When you begin to estimate the true cost of a data breach, you most commonly think in terms of dollars and cents. For example, Target’s 2013 data breach reportedly cost the company $186 million; Sony Pictures will spend an estimated $35 million in investigation, remediation, and IT repairs for its hack; Home Depot spent $43 million in just one quarter; and the Anthem data breach may smash the $100 million barrier (congrats!). Getting hacked is expensive. The Ponemon Institute’s 2014 Cost of Data Breach Study estimates the average data breach costs U.S. companies $195 per record lost, amounting to $5.85 million per breach.
The dollars and cents certainly add up. But the steep financial burden isn’t the only one your company faces when an intruder enters the network. When organizations get hacked, there are numerous long-term effects to consider, and they may come unexpectedly.
The true cost of a data breach includes:
A system destroyed must be rebuilt. Nowhere is this truer than when talking about the infrastructure of your business. Included in Sony’s stolen data were hundreds of files containing employees’ login details and other personal access information. That means every staff member had to change every login and that every server had to be re-keyed. Think of how long that would take within your organization, and then multiply that by the sheer size of Sony’s. That time spent rebuilding internal systems equals additional dollars. According to one analyst, the cost of rebuilding Sony’s computer systems could total $83 million. That’s just IT costs, not factoring in other productivity losses related to breach cleanup. Do you know what us normal folk could do with $83 million?

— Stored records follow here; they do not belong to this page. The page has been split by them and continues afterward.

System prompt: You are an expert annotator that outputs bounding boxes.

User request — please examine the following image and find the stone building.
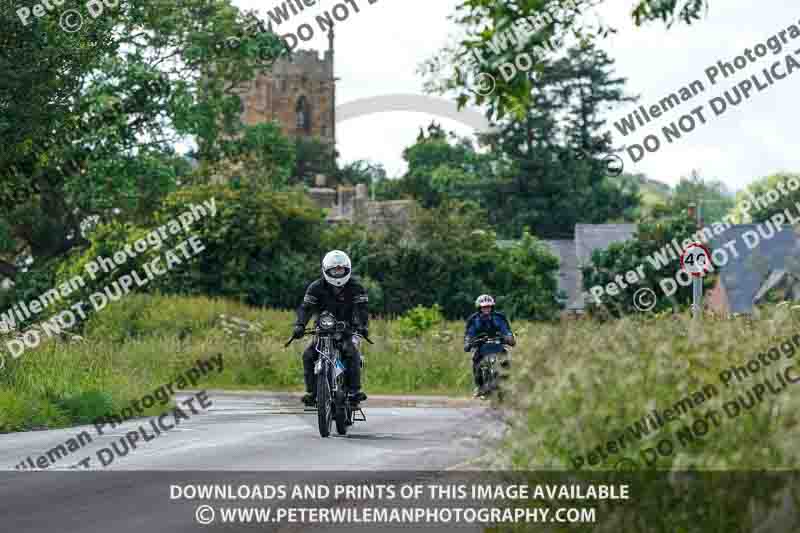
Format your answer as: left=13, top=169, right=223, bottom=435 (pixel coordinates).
left=308, top=174, right=416, bottom=229
left=239, top=30, right=336, bottom=145
left=233, top=29, right=414, bottom=227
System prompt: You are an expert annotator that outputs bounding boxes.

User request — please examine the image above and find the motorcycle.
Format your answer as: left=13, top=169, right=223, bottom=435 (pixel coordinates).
left=284, top=311, right=374, bottom=438
left=470, top=335, right=511, bottom=400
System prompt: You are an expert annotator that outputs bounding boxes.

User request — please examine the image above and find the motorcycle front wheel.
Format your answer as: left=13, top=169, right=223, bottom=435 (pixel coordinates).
left=317, top=364, right=333, bottom=438
left=335, top=384, right=349, bottom=435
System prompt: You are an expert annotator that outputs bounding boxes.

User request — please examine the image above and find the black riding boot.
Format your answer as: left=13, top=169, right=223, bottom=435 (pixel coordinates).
left=303, top=343, right=317, bottom=405
left=347, top=344, right=367, bottom=403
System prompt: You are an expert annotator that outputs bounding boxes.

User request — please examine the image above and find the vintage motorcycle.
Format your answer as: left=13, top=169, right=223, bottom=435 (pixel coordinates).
left=284, top=311, right=374, bottom=437
left=470, top=335, right=511, bottom=400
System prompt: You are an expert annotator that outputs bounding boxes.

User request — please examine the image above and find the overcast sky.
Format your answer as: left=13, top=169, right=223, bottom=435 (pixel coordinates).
left=234, top=0, right=800, bottom=189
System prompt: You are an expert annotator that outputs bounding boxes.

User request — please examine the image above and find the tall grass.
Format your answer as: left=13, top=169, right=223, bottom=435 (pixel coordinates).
left=497, top=304, right=800, bottom=470
left=0, top=295, right=472, bottom=432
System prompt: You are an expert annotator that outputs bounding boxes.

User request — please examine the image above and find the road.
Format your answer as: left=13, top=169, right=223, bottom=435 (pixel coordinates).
left=0, top=392, right=500, bottom=533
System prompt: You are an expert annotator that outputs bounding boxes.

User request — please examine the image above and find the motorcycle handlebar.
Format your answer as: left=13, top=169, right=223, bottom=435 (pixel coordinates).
left=283, top=328, right=375, bottom=348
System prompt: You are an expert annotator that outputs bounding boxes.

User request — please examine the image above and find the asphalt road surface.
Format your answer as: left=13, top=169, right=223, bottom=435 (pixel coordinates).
left=0, top=393, right=500, bottom=533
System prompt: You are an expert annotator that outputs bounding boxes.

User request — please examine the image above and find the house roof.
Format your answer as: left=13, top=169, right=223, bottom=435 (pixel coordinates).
left=544, top=239, right=583, bottom=309
left=711, top=224, right=800, bottom=313
left=575, top=224, right=636, bottom=266
left=575, top=224, right=636, bottom=309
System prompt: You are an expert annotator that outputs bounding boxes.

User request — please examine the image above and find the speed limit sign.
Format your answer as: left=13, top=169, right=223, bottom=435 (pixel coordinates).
left=681, top=242, right=711, bottom=278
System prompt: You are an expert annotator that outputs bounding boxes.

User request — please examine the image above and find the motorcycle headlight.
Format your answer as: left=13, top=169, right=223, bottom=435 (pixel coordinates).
left=319, top=314, right=336, bottom=329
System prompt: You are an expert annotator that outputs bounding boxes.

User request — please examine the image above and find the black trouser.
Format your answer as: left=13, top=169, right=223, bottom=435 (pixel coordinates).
left=303, top=335, right=361, bottom=397
left=472, top=350, right=503, bottom=388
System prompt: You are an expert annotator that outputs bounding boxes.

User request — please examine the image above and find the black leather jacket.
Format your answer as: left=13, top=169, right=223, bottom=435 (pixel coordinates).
left=295, top=276, right=369, bottom=331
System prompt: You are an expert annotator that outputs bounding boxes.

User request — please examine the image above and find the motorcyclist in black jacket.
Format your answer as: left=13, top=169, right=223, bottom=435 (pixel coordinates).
left=292, top=250, right=369, bottom=406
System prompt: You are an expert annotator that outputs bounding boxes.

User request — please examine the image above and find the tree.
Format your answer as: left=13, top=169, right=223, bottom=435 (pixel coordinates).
left=0, top=0, right=286, bottom=278
left=583, top=216, right=715, bottom=316
left=398, top=123, right=493, bottom=207
left=421, top=0, right=708, bottom=118
left=292, top=137, right=339, bottom=187
left=668, top=170, right=734, bottom=225
left=483, top=44, right=639, bottom=238
left=734, top=172, right=800, bottom=223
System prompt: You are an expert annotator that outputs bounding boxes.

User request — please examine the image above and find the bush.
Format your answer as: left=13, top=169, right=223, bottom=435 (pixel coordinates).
left=55, top=390, right=114, bottom=424
left=397, top=304, right=444, bottom=337
left=583, top=217, right=716, bottom=316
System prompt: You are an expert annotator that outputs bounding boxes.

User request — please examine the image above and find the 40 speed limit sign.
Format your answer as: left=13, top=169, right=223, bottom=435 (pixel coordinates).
left=681, top=242, right=711, bottom=278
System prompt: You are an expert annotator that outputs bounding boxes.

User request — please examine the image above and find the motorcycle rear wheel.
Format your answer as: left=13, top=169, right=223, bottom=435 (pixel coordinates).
left=335, top=388, right=348, bottom=435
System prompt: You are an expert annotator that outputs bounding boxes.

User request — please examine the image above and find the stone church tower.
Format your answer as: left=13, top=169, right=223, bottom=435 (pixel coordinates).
left=240, top=29, right=336, bottom=145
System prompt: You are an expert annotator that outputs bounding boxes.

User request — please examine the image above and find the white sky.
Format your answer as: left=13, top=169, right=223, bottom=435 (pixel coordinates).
left=234, top=0, right=800, bottom=189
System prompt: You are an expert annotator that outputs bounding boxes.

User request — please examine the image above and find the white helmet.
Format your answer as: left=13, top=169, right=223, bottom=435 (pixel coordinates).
left=322, top=250, right=351, bottom=287
left=475, top=294, right=494, bottom=308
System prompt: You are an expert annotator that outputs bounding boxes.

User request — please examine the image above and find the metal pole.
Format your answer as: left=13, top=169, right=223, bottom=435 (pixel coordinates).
left=692, top=202, right=703, bottom=321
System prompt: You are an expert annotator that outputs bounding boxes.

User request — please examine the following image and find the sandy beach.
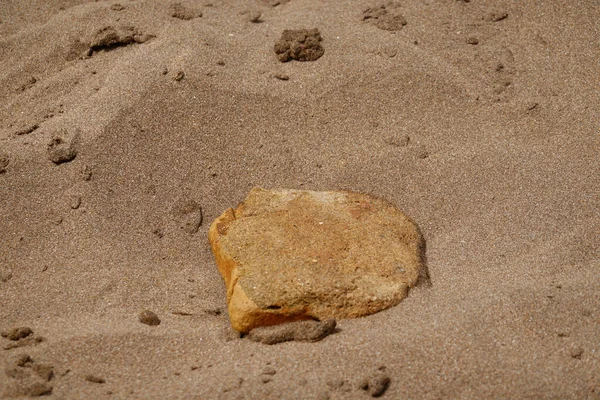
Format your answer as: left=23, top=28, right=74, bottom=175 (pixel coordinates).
left=0, top=0, right=600, bottom=400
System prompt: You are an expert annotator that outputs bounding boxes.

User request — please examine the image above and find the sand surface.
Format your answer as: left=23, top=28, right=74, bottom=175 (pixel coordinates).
left=0, top=0, right=600, bottom=399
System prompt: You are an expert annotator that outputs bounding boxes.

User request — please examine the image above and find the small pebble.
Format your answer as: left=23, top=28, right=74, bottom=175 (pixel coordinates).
left=140, top=310, right=160, bottom=326
left=570, top=346, right=583, bottom=359
left=70, top=196, right=81, bottom=210
left=359, top=367, right=390, bottom=397
left=85, top=374, right=106, bottom=383
left=0, top=153, right=10, bottom=174
left=0, top=268, right=12, bottom=283
left=248, top=11, right=262, bottom=24
left=2, top=326, right=33, bottom=340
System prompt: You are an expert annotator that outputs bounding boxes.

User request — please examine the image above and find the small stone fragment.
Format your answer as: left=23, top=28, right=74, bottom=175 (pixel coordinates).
left=248, top=11, right=262, bottom=24
left=4, top=336, right=46, bottom=350
left=359, top=368, right=390, bottom=397
left=0, top=268, right=12, bottom=283
left=0, top=153, right=10, bottom=174
left=171, top=198, right=203, bottom=235
left=85, top=374, right=106, bottom=384
left=81, top=165, right=92, bottom=181
left=417, top=148, right=429, bottom=160
left=15, top=124, right=40, bottom=136
left=32, top=364, right=54, bottom=382
left=139, top=310, right=160, bottom=326
left=363, top=2, right=407, bottom=31
left=327, top=378, right=344, bottom=390
left=15, top=354, right=33, bottom=367
left=24, top=382, right=52, bottom=397
left=385, top=133, right=410, bottom=147
left=170, top=3, right=202, bottom=21
left=274, top=28, right=325, bottom=62
left=487, top=11, right=508, bottom=22
left=88, top=26, right=154, bottom=56
left=69, top=196, right=81, bottom=210
left=570, top=346, right=583, bottom=359
left=2, top=326, right=33, bottom=341
left=47, top=130, right=79, bottom=165
left=248, top=319, right=336, bottom=344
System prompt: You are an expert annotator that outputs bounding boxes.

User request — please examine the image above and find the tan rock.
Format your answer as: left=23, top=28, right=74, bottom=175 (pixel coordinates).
left=208, top=188, right=426, bottom=332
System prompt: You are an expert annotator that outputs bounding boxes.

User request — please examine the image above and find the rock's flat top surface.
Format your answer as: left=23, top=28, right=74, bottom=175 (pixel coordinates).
left=209, top=188, right=424, bottom=332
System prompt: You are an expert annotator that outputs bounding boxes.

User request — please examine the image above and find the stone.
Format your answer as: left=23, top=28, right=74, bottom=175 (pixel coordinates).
left=0, top=153, right=10, bottom=174
left=170, top=3, right=202, bottom=21
left=208, top=188, right=427, bottom=333
left=359, top=367, right=391, bottom=397
left=48, top=130, right=79, bottom=164
left=2, top=326, right=33, bottom=340
left=274, top=28, right=325, bottom=62
left=363, top=2, right=407, bottom=31
left=139, top=310, right=160, bottom=326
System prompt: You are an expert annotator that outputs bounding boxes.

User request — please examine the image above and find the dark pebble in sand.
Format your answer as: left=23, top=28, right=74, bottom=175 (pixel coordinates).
left=23, top=382, right=52, bottom=397
left=81, top=165, right=92, bottom=181
left=32, top=364, right=54, bottom=382
left=360, top=367, right=390, bottom=397
left=0, top=268, right=12, bottom=283
left=85, top=375, right=106, bottom=383
left=248, top=319, right=336, bottom=344
left=570, top=346, right=583, bottom=359
left=48, top=130, right=79, bottom=164
left=385, top=134, right=410, bottom=147
left=248, top=11, right=262, bottom=24
left=173, top=71, right=185, bottom=82
left=15, top=354, right=33, bottom=367
left=140, top=310, right=160, bottom=326
left=0, top=153, right=10, bottom=174
left=487, top=11, right=508, bottom=22
left=2, top=326, right=33, bottom=340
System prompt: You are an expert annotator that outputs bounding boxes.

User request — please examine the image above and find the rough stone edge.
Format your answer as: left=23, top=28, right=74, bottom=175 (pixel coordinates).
left=208, top=208, right=314, bottom=333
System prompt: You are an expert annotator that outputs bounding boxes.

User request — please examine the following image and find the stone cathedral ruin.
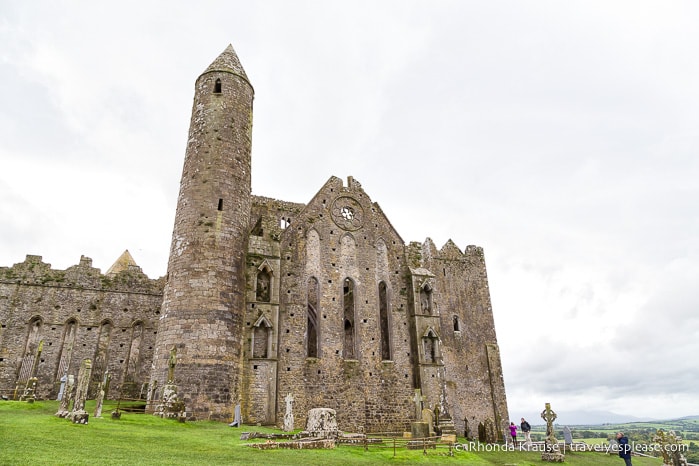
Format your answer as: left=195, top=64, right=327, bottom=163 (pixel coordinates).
left=0, top=46, right=508, bottom=437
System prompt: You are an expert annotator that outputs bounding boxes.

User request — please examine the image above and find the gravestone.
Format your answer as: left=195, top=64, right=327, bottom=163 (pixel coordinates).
left=228, top=403, right=243, bottom=427
left=56, top=375, right=68, bottom=401
left=284, top=393, right=294, bottom=432
left=20, top=377, right=37, bottom=403
left=306, top=408, right=340, bottom=438
left=413, top=388, right=427, bottom=422
left=68, top=359, right=92, bottom=424
left=563, top=426, right=573, bottom=445
left=422, top=408, right=434, bottom=437
left=653, top=429, right=688, bottom=466
left=541, top=403, right=565, bottom=463
left=56, top=374, right=75, bottom=417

Loss in Business Opportunities
You’re about to do a major business deal, and you send one of your top executives cross country (we’ll call him Jack) to seal the deal and sign the papers. The meeting couldn’t have been a bigger success. Everyone is jazzed and the potential client is ready to sign. On the way back, Jack sends confidential information about the deal over an unsecure Wi-Fi network at the airport, unknowingly comprising his device and the financial information of each one of your clients. You need to notify all clients immediately, including the very lucrative one you just met with. Before Jack is even back in his home office, the deal is off. So are dozens of other deals by clients angry that you didn’t protect them, as well as potential clients who were also notified.
This is a loss in business opportunity, and it’s what happens when you fail to protect those who trust you to keep them safe. Four in ten small business owners and at least two of every ten C-suite executives think lost or stolen data won’t seriously impact their business, but we doubt their business partners would agree.
Loss in Consumer Confidence
When you sell direct to consumers, it’s not just partners whose trust you risk losing, you also risk consumer confidence. The breach of Target had a direct result on consumer confidence, which could be seen in Target’s sales numbers after the breach. According to the Washington Post, the company’s profit plummeted by almost 50% in the months after the breach, falling by more than a third by the end of 2013. Target didn’t begin to rally until the end of 2014. How would your business fare if your sales were cut in half for a year? Would you still be around?
Why Not Prevent It From Ever Happening?
In truth, it’s hard to quantify the trust cost of a data breach because there are simply too many factors. Will employees begin to have doubts in the company? Will talented recruits choose other options? Will a client who would have partnered with your company second guess that decision? You’ll never know for sure.
What we do know is that rebuilding after a data breach is far more expensive than developing a strong security awareness training program in the first place—one that may have helped you prevent the breach altogether. When you consider that the price tag on a data breach is likely to equal millions of dollars in repairs, creating a habit of security doesn’t just seem like common sense, it seems like good business cents, too.